Where there was agreement, however, was that the strength of Tower Twinning lies in its ambition to facilitate an exchange of ideas and knowledge among social housing tenants in different countries. We hear a lot about what doesn’t work, the tenant from the Pepys estate said, if twinning could be a way of sharing different experiences of what has been shown to work in different countries then that could be powerful. There was agreement too that Tower Twinning could challenge the stigmatization of social housing, a consequence of the long-term residualisation of public housing in the UK. An active European network of digitally connected tenants could help promote both high-rise living and social housing as genuine alternatives to conventional ownership. As Michael Stone put it in the conclusion of a report based on interviews with community activists in Deptford and New Cross written whilst a Visiting Associate at the Goldsmiths, Centre for Urban and Community Research:
“For those who would rather not have the financial risks, maintenance responsibilities and social separation associated with conventional ownership, social housing demonstrably can provide well- designed and well-built residential environments, secure tenure, true affordability, meaningful participation and rich community life [Stone, 2003: 64].”

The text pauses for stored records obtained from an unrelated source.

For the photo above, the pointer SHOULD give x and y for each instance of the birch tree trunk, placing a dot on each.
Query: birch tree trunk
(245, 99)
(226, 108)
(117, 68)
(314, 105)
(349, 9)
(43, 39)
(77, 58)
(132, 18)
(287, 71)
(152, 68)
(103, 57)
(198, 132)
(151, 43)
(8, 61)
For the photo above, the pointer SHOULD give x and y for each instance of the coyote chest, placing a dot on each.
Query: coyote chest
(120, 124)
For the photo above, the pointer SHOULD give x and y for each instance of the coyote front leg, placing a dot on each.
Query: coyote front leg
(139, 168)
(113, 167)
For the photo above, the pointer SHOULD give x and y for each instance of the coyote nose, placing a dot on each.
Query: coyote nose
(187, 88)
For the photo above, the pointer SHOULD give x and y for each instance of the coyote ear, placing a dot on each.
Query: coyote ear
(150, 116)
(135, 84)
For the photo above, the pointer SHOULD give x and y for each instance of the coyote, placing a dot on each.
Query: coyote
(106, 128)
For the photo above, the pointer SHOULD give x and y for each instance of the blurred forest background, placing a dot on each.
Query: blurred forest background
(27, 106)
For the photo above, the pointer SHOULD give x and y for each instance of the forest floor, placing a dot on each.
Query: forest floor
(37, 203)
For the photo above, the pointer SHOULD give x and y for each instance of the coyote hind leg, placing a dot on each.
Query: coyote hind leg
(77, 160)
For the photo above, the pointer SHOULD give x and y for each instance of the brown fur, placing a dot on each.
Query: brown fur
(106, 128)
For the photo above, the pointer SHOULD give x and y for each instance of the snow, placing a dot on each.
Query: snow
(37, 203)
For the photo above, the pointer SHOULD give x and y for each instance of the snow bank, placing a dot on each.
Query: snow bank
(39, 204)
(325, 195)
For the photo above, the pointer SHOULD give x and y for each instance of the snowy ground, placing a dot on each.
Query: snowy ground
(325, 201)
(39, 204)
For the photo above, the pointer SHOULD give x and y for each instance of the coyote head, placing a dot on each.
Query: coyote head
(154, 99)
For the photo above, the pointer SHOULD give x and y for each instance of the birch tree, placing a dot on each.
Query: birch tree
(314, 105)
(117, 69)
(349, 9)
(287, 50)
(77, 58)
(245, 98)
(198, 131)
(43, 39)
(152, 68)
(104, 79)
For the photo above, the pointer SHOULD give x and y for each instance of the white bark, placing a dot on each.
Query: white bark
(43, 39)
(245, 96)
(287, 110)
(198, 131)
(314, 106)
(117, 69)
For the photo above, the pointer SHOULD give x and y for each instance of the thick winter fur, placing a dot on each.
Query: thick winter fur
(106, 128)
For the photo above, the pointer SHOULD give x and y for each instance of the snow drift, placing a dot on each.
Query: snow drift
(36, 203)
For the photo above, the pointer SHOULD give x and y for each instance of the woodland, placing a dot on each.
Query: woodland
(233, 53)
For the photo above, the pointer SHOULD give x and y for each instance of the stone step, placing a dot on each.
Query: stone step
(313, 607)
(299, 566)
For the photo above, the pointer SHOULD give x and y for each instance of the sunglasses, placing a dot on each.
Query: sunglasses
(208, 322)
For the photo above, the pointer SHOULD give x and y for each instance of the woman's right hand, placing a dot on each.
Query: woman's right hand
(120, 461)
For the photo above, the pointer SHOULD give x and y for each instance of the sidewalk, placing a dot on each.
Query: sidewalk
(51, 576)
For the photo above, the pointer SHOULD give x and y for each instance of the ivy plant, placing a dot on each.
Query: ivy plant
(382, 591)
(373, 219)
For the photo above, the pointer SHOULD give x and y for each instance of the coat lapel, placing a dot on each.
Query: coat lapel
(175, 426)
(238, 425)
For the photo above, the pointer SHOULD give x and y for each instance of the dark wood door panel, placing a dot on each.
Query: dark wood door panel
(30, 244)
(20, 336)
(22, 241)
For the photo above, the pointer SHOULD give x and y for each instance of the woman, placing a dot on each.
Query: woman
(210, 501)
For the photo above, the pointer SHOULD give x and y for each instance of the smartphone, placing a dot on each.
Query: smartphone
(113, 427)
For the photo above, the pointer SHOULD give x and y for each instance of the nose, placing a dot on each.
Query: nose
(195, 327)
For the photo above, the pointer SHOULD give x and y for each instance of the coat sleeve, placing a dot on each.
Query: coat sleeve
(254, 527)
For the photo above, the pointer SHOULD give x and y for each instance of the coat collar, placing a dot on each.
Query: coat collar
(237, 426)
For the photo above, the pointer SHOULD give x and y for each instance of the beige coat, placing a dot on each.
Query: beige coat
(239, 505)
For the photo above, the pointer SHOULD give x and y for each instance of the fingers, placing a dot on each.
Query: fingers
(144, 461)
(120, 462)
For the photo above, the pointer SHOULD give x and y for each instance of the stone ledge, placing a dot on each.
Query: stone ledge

After our chat near Kings Cross we headed south and took a wander around the Pepys Estate, bathed in bright sunlight, ending up at a glittering River Thames under the shadow of Aragon Tower. Aragon Tower was formerly part of Pepys Estate but was sold to private developers by Lewisham Council to raise funds for further redevelopment in 2002. Some readers might remember that in 2007 the BBC broadcast a docu-soap called The Tower juxtaposing the lives of Pepys tenants with the newest residents of refurbished upmarket Aragon Tower. Although The Tower cast a revealing eye at the new frontiers and agents of gentrification in South east London, many Pepys tenants felt unfairly treated by what they regarded as the programmes preoccupation with portraying estate life as dysfunctional. Unusually perhaps for those who participate in television formats on the blurred borders of documentary, reality TV and soap opera, the views of the subjects of The Tower, residents of the Pepys Estate, subsequently found an outlet through this short video made as part of Spectacle’s Poverty and Participation in the Media project. The injuries of media power may not be quite as hidden as they once were.